Serum CORT levels were significantly higher in the SPSS group than in the control group. However, EA treatment resulted in a remarkable decrease in serum CORT levels compared to those in the SPSS group (Fig.1B). Moreover, the serum serotonin levels were regulated by EA treatment in the SPSS model group (Fig.1C).
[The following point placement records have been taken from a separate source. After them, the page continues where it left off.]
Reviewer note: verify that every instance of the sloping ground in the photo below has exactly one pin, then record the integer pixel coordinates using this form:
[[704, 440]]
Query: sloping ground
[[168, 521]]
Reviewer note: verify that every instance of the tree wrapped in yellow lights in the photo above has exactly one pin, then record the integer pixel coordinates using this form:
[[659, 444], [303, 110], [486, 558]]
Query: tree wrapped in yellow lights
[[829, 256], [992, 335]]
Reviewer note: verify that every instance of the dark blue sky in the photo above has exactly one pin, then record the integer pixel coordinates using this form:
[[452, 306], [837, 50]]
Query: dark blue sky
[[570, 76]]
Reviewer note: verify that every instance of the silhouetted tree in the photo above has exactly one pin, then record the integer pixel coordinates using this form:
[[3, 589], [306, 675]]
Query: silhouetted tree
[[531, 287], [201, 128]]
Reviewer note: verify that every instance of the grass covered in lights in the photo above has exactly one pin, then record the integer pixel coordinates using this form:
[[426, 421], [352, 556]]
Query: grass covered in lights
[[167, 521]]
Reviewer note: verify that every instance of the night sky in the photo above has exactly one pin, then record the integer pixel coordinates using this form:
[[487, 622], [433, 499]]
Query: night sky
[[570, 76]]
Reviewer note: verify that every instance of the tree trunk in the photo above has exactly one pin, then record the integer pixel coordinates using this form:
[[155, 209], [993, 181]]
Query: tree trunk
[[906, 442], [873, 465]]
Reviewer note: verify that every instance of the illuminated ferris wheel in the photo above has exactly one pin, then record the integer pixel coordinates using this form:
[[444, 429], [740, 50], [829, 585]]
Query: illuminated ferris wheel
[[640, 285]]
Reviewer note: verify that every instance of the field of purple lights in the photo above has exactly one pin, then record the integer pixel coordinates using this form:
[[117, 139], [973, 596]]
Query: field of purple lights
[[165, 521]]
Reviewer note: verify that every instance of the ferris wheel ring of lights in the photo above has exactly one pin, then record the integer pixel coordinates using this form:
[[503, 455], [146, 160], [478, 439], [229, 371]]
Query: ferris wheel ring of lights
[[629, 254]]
The animal model exhibited phenotypes similar to those of patients with PTSD. Particularly, the SPS-induced PTSD animal model showed molecular alterations similar to those in patients with PTSD, such as serum levels of CORT and serotonin, and these alterations may induce prolonged behaviors. In the NOR test, the SPSS + GV29 group showed significantly longer exploration time of novel objects than the SPSS group, indicating an improvement in cognitive function, particularly spatial and working memory (Fig. 2A). In the Y-maze test, SPSS induction led to a significant decrease in spontaneous alternations, indicating an impairment of hippocampus-dependent spatial memory. However, EA treatment effectively restored spontaneous alternations compared to the SPSS animals. Furthermore, the total entries, which serve as indicators of locomotor activity, were also attenuated by EA treatment compared to the SPSS animals (Fig.2B). For anxiety levels assessed using the OFT and MBT, the SPSS group exhibited a significant decrease in locomotor activity, including the total distance moved and duration of movement in the open field box. Meanwhile, the SPSS + GV29 group showed an increase in these parameters (Fig. 2C). Moreover, anxiety-related parameters, such as time spent in the center and frequency to the center zone, were attenuated by EA treatment compared to SPSS animals (Fig. 2D). Additionally, in the MBT, the number of buried marbles was lower in the SPSS + GV29 group than in the SPSS group (Fig. 2E, F). Collectively, these behavioral test findings indicate that EA treatment effectively attenuated impairments in working memory and spatial memory and reduced anxiety levels.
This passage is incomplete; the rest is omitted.